У меня совсем иное отношение к этому деятелю, хотя я с ним не был знаком, ни разу не разговаривал. Но время от времени, а при Сергее Сергеевиче Смирнове, сменившем Кочетова на посту главного редактора, очень часто, почти что изо дня в день в газете до нас доводились руководящие замечания и указания Поликарпова, вопиющие по своей литературной безграмотности. Все это обычно сопровождалось свистом кнута - единственного педагогического инструмента, которым он мастерски владел. А однажды - незадолго до Третьего съезда писателей - я слышал его пространное выступление в кабинете главного редактора у нас в газете. Оно произвело на меня самое гнетущее впечатление. О книгах, спектаклях, стихах с большим апломбом судил человек, ни бельмеса не смыслящий в литературе и искусстве, начисто лишенный нормального эстетического восприятия, «музыковед», у которого отсутствует слух и который не знает нот. Поликарпов не только рассматривал художественные произведения в свете основополагающих решений и постановлений - соответствуют или не соответствуют, он вообще подходил к ним как к резолюциям и инструкциям. Он считал, например, высказывания отрицательного героя точкой зрения автора, причем не приписывал их преднамеренно автору (таким сознательным подлогом занимались многие разбойные критики), а на самом деле так думал, был уверен, что подобным образом писатель протаскивает запретное. В стихах (не помню, на чьи стихи он обрушился) его гнев вызвали какие-то «формулировки» (так он сказал), он и стихи воспринимал как передовую или инструкцию.
Поликарпов был убежден, что если руководимый им отдел постарается, подналяжет, а главное, если указания этого отдела с готовностью и энтузиазмом будут выполняться писателями, страна будет завалена талантливыми духоподъемными книгами на нужные, животрепещущие темы. Он подстегивал нерадивых, грозил готовым оступиться, расправлялся с непокорными, он постоянно настаивал, поучал писателей, как строгий учитель нерадивых учеников.
То, что Поликарпов вещал у нас в редакции, настолько не лезло ни в какие ворота, что Алексей Сурков, человек вполне дисциплинированный, не выдержал. Он позволил себе не согласиться с Поликарповым, что-то оспорить из того, что тот вещал. Поликарпов стал с начальственной самоуверенностью, по-хамски, злобными и дурацкими репликами прерывать Суркова. Перепалка - да еще на публике, в присутствии «нижних чинов» - приобрела такой накаленный характер, что я подумал: плохи дела Суркова, не быть ему после Третьего съезда главой Союза писателей, Поликарпов этого не допустит. Так оно потом и случилось.
Короче говоря, Поликарпов был человеком, которого на пушечный выстрел нельзя было допускать к руководству литературой и искусством.

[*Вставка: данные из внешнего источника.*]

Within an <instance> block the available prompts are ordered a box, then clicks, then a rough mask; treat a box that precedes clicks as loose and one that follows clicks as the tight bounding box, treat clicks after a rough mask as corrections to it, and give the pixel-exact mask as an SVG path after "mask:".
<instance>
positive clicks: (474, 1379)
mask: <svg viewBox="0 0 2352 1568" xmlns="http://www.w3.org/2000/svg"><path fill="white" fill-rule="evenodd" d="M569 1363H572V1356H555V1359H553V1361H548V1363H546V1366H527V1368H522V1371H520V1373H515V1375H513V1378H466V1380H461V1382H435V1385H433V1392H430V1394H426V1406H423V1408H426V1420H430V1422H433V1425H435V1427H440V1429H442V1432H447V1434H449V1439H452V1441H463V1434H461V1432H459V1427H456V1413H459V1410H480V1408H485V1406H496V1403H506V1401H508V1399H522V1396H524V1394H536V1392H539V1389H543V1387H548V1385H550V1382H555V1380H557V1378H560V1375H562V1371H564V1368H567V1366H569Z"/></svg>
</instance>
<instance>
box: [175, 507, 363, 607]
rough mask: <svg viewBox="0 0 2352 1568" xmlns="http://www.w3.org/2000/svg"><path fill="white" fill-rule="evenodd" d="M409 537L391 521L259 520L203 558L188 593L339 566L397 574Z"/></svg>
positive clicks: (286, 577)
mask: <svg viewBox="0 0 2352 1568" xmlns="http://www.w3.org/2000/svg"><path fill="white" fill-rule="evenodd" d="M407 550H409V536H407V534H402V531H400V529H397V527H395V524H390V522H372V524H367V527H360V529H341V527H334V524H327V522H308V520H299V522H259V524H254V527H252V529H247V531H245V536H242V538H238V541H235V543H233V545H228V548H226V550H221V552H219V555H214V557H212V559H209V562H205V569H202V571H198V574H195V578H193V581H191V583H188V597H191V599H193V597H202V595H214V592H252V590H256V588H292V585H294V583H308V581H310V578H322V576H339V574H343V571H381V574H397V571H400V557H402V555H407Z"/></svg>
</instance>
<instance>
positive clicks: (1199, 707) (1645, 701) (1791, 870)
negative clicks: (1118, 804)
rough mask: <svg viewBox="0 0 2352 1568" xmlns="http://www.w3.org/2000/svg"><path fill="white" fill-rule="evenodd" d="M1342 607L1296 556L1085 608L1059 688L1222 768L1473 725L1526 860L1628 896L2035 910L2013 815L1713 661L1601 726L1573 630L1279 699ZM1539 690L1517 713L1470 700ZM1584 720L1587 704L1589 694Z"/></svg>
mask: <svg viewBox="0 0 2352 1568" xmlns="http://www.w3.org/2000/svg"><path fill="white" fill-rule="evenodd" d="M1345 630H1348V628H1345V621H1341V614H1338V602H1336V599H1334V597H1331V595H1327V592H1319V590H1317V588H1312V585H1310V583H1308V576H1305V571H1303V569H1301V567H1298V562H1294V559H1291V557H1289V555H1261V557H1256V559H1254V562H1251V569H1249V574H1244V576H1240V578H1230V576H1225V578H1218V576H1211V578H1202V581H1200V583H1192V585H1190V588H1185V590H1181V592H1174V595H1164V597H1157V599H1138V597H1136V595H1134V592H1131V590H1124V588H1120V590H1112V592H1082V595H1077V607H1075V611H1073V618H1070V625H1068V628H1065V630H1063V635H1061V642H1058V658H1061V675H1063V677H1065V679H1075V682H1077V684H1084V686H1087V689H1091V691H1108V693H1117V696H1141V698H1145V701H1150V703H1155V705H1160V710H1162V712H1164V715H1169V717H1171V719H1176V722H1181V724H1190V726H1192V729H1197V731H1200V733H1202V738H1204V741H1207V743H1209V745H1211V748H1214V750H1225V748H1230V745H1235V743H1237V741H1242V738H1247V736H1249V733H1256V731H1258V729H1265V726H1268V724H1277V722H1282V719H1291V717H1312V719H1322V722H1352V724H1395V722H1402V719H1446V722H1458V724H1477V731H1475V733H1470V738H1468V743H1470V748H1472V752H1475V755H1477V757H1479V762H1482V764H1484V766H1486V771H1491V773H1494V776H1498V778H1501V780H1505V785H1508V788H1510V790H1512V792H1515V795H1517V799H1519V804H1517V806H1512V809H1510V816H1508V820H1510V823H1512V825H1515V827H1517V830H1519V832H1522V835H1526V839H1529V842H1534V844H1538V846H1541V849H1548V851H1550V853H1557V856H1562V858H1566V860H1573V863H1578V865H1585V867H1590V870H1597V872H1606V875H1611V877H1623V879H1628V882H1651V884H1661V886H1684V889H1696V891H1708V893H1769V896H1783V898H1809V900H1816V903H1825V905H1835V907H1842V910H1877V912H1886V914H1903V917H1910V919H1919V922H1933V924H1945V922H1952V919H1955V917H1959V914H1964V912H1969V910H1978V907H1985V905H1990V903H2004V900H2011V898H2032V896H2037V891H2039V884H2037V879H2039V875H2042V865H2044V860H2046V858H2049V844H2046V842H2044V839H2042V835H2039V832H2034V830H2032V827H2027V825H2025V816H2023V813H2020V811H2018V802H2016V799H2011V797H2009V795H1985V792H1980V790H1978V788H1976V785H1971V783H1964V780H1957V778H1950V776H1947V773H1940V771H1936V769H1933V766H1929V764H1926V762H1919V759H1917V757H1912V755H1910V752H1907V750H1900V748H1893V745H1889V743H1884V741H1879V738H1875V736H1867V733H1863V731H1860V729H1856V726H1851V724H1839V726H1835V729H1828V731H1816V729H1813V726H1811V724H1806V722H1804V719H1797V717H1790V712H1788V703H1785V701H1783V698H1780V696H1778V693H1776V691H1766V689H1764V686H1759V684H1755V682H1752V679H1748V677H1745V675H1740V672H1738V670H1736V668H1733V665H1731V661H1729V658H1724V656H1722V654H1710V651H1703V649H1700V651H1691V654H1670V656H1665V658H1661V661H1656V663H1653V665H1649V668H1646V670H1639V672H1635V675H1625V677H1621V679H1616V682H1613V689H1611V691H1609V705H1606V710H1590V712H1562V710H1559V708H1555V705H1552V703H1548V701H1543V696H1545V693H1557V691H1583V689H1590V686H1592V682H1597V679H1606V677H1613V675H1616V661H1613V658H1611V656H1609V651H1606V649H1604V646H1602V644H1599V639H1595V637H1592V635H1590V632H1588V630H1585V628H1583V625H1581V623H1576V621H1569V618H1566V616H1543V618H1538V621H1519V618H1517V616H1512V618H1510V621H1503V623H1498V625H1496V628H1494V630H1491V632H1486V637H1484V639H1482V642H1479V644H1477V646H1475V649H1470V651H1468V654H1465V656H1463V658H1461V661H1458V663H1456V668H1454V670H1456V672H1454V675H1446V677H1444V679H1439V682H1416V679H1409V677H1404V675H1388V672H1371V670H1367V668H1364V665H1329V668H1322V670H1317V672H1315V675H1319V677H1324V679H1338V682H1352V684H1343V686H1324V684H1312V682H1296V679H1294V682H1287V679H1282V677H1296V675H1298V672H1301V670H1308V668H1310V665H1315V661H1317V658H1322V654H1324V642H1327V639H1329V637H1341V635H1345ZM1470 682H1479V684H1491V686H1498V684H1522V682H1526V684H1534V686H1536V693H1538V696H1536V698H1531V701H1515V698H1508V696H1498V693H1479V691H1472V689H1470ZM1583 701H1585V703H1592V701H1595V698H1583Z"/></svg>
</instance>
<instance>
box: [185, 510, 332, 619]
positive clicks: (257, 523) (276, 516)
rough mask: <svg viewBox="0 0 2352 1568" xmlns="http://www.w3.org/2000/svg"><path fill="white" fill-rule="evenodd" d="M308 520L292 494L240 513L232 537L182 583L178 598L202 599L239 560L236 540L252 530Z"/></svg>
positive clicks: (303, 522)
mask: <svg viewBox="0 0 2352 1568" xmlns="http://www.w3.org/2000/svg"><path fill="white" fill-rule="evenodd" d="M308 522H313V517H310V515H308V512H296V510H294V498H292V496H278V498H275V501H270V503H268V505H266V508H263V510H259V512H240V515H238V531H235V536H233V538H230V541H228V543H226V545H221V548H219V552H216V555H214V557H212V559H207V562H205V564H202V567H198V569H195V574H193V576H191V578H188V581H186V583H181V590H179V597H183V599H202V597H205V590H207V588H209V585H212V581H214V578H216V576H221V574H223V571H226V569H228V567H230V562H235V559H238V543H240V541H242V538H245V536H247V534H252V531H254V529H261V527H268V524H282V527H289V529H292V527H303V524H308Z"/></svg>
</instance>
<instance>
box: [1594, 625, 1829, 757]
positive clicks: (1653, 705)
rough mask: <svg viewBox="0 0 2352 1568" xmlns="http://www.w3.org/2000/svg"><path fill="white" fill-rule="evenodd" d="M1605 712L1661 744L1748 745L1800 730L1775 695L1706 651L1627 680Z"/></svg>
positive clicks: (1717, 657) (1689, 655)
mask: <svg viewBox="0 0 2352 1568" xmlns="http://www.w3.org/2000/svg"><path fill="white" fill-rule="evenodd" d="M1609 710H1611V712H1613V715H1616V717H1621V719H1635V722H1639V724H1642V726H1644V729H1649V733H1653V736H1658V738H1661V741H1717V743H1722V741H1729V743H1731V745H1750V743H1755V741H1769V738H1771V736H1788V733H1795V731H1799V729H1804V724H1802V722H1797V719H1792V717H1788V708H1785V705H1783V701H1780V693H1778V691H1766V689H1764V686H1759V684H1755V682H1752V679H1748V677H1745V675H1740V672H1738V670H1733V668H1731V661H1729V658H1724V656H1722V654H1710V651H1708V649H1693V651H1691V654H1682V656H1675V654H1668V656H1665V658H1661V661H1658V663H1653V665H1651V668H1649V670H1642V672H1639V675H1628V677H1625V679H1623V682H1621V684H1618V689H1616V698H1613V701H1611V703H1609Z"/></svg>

Но именно поэтому он и был вознесен на свою высокую должность - требовались не компетентные, понимающие, а волевые, крутые руководители, которые не знают сомнений, прут напролом, рубят сплеча. Рассказывали, что как-то вскоре после войны Поликарпов стал жаловаться Сталину, что писатели ведут себя плохо, отбились от рук, пишут не то, что требуется, не слушаются его, их партийного наставника. Сталин раздраженно сказал ему: «Товарищ Поликарпов, других писателей у меня для вас нет. Придется работать с этими», - и снял Поликарпова, который был секретарем правления, осуществлявшим партийное руководство Союзом писателей. После смерти Сталина Поликарпов был снова призван княжить в литературе, поставлен на более высокий пост - руководителя отделом культуры ЦК.
Мне от Поликарпова несколько раз сильно доставалось, я был, видимо, занесен в какие-то его черные списки. Он меня в глаза не видел, но запомнил мою фамилию после одной моей статьи. Может быть, правда, к статье добавлялась еще поступавшая из редакции соответствующая информация его доверенных лиц. Как-то Косолапов сказал мне об одном члене редколлегии, с которым мне пришлось вести затяжные бои: «Чему вы удивляетесь? То, что у нас происходит, сразу же докладывается под соответствующим углом зрения Дяде Митяю. Если без четверти девять приехать на Старую площадь, то наверняка в приемной у него увидите своего хорошего знакомого. Ждет прихода хозяина, чтобы на кого-то накапать».